Tips to Protect Your Pets from the Cold Winter
1/4/2013 (Updated 1/5/2013 4:25:40 PM)(Source: Kate Thornton)
BROOME COUNTY -- Like many dogs, Kiara, a mutt at the Broome County Humane Society loves to pay in the snow. But, after a little while, it's time to come inside.
"Certainly (pets) are subjected to the same environmental conditions that we are," said Doctor Dana Stewart from the Vestal Veterinary Hospital. "Hypothermia can certainly set in on these guys just like it can with people. So keeping them indoors in a warm, dry environment is definitely recommended."
Stewart said that it's very important that cats and dogs always have fresh water and food. Water that is left outside for pets will likely be frozen depending on the temperature.
Dogs Australian Shepherds or Golden Retrievers have very thick, fluffy fur that will help them stay warm during the cold winter months.
But, smaller dogs and Pit Bulls are usually more prone to frostbite or hypothermia when they are outside for a prolonged period of time.
"If you just compare a Pit Bull to a Golden Retriever, it's very clear on the fur. The Golden Retriever will stay warmer outside in the cold weather. Pit Bulls do not have the right hair or skin to be outside for hours at a time.

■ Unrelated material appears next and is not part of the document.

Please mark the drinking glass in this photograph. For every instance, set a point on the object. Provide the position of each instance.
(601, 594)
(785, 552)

They're not that kind of breed," said Broome County Humane Society Manager Laurie Hubik.
Huvik has seen first hand the dangers of dogs outside in the cold for too long.
"Dogs that we have rescued for situations where they don't have shelter, it's very clear to us that when they're here, that they can only be outside for 15 or 20 minutes. They went to go back in. They're cold, they're shivering, we may even have sweaters on them and they want to come back inside," said Hubik.

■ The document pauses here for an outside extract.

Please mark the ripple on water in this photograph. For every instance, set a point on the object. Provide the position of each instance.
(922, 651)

But, dogs who love to run and play, the drop in temperature and the pile of snow won't stop them from having a good time with their owner.
When your dog is done frolicking in the snow, it's very important to have a warm rag ready. Because once you inside you'll want to get all the snow off of him to prevent frostbite.
And, when taking a walk with your canine friend, try to avoid salted sidewalks if you can.
"Salt can cause chemical burns on their paws so certainly take caution with that and make sure that you check their paws when you guys get inside," said Stewart.
If your pet has to stay outside, you must have proper shelter like a dog house with enough isolation to protect it from the bitter cold.
Keep these tips in mind, you and your best friend will have a safe and happy winter.